Discounting and Endorsement of the Bill
Bill of Exchange: Under the Negotiable Instruments Act 1881, a bill of exchange is defined as a written instrument which contains an unconditional order, directing a certain person to pay a defined sum of money to a specified individual or on the order of a certain person or to the bearer of the instrument.
The drawee would have to pay the amount to the bearer of the instrument in case of discounting and endorsement of the bill.
What is discounting and endorsement of the bill?
1. Discounting of Bill
Upon making a credit sale to the buyer, the holder draws a bill of exchange due after an agreed period of time which contains an unconditional order asking the drawee to pay the specified amount.

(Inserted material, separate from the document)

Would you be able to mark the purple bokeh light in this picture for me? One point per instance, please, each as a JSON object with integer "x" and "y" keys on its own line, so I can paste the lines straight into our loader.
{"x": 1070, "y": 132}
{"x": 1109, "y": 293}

However, if before the expiry of the due period mentioned in the bill of exchange, the holder or the drawers faces the need of funds he need not wait till the end of the expiry date and can instead approach the bank to get the said bill encashed.
The bank charges some interest from the holder of the bill for early payment of funds to him. This interest amount is deducted from the payment made to the holder. It is referred to as a discount in this case and the entire process of encashing the bill of exchange with the bank is known as discounting the bill. The bank then recovers the full amount from the drawee on the expiry of due date.
2. Endorsement of Bill
Sometimes, the holder of the bill transfers the bill in favour of his creditor. However, this is only possible where the bill does not prohibit transferring it in favour of someone else.

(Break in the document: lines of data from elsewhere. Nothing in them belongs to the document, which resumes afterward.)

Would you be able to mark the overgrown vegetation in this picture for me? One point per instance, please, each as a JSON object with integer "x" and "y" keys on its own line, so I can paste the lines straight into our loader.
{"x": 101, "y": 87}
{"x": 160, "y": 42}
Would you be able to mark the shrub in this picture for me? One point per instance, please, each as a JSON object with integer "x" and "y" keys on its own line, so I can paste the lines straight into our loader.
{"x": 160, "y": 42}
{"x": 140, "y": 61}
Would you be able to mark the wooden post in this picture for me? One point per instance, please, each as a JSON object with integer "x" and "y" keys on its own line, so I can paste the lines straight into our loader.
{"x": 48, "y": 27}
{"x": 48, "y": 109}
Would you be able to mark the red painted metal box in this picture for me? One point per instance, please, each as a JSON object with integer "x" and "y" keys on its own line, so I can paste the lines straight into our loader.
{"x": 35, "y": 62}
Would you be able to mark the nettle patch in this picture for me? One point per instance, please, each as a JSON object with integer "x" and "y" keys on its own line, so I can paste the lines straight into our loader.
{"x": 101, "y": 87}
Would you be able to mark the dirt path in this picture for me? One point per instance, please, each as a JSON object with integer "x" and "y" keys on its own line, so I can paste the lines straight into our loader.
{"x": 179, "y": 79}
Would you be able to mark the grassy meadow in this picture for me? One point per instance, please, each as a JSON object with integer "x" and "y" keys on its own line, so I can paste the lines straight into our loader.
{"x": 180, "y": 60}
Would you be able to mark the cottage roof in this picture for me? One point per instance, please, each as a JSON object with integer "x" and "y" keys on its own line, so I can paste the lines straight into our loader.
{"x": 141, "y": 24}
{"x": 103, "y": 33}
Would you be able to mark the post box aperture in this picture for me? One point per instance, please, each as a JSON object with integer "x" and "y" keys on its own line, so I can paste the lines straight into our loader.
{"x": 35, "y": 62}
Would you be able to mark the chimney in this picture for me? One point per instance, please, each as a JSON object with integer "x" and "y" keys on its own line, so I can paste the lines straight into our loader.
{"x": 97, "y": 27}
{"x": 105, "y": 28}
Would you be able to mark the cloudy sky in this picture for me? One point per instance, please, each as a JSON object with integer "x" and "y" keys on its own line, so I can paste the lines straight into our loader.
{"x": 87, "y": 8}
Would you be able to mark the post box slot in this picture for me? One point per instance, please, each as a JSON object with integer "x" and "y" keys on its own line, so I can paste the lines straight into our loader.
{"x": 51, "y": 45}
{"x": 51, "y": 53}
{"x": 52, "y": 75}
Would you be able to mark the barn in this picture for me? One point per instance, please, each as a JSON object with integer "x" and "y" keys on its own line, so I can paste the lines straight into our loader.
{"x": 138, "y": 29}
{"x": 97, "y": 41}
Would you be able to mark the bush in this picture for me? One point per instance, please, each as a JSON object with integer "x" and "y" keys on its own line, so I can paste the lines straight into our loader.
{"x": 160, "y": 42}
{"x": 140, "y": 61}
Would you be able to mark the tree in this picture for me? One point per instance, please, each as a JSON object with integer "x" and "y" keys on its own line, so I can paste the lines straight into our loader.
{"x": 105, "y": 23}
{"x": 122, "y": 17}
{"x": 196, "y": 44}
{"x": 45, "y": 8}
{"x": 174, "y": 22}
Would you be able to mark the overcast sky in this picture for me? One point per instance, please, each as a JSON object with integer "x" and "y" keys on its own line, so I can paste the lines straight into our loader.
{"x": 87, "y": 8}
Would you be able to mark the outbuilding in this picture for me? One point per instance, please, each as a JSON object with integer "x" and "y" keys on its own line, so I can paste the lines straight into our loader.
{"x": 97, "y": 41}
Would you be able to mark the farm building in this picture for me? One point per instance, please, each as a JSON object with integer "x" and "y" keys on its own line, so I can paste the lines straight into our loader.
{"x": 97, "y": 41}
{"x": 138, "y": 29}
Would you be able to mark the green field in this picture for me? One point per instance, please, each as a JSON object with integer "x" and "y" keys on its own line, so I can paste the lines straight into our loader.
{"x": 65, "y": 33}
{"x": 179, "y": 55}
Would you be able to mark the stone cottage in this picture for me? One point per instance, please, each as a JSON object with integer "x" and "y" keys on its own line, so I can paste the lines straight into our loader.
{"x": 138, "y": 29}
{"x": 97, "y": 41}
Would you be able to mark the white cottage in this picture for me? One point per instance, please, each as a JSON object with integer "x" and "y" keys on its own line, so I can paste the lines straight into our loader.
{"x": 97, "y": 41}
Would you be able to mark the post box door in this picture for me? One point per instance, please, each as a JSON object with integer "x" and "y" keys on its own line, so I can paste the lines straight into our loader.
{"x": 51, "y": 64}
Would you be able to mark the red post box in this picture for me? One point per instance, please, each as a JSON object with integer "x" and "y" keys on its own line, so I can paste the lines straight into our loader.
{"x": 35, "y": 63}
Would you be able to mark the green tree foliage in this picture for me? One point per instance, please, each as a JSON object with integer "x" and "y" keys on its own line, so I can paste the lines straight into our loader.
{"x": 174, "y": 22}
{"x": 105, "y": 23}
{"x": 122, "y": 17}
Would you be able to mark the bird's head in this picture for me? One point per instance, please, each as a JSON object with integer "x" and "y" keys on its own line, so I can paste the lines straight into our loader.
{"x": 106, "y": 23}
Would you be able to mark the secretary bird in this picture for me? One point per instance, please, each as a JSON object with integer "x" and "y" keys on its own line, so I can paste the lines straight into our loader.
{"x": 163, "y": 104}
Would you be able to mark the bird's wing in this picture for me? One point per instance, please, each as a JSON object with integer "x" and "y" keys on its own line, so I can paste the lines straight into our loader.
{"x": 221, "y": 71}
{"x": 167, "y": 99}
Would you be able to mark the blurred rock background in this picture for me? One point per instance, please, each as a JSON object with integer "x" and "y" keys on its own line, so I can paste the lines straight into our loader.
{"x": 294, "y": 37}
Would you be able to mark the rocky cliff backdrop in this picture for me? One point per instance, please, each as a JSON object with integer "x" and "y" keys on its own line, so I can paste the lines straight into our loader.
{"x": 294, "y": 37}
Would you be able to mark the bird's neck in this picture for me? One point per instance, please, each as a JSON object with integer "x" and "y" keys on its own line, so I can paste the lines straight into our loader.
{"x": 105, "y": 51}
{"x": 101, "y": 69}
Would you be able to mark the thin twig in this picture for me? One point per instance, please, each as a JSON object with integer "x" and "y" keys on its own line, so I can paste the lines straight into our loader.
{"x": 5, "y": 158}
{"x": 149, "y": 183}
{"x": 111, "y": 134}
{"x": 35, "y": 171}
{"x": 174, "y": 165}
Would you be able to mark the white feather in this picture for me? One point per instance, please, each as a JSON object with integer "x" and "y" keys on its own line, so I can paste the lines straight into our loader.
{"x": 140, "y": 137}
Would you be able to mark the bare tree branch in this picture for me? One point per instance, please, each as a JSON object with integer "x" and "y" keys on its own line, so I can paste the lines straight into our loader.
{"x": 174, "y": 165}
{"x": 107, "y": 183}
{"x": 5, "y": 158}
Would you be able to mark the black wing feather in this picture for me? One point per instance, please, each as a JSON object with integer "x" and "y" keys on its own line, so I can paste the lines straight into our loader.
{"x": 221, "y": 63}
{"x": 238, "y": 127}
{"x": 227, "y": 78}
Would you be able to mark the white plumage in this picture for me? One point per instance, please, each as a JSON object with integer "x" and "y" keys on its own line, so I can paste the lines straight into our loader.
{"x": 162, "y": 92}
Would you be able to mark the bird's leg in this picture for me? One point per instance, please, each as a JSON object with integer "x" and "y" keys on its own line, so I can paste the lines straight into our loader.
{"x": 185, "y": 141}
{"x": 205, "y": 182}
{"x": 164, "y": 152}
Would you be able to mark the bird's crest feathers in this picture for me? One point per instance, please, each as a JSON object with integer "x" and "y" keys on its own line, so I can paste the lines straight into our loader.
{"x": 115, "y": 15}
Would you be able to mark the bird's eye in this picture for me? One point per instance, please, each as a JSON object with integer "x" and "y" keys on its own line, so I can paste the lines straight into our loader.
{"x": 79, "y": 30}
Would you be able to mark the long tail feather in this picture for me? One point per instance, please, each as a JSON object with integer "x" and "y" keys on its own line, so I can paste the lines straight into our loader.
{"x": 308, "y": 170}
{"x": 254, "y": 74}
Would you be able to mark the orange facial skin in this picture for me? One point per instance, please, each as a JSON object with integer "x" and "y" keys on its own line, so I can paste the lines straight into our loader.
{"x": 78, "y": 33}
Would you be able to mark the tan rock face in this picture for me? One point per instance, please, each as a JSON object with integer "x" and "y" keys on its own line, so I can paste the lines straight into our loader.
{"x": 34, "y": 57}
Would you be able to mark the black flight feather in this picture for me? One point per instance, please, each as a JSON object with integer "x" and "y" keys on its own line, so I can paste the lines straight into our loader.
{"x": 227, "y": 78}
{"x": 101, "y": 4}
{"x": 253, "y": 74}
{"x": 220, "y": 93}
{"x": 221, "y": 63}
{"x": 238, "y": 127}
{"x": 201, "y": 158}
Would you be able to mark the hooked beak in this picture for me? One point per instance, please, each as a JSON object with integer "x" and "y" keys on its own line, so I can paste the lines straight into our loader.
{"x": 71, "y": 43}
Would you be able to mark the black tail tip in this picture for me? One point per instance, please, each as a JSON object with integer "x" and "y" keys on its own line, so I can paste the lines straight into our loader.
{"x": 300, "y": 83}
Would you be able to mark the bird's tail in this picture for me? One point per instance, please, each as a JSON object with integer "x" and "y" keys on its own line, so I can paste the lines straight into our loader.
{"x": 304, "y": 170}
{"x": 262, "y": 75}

This act of transferring the bill is known as endorsement of bill. The bill is considered to be validly endorsed only when the holder affixes his signature at the back of the bill and mentions the party name to whom it is to be endorsed. The endorsement of the bill leads to settlement of liability of the holder.
The drawee would then have to make the payment to the bearer of the instrument and not the original holder. The bearer of the bill is also known as the payee.
For eg – A made a credit sale to B and drew a bill of exchange upon him due after a period of three months. After the end of second month, A endorsed the bill by signing at the back of the bill in favour of C, who is a creditor of A. As a result of endorsement, the liability of A is disposed off and now at the end of third month, B would be liable to make the payment to C as the bill stands endorsed in his favour.
Thus, in both discounting and endorsement of the bill of exchange, the debtor or the drawee would pay the amount to a person other than the original holder of the bill. This is because in case of discounting, the bankers become the payee and in case of endorsement the bill is transferred to another party.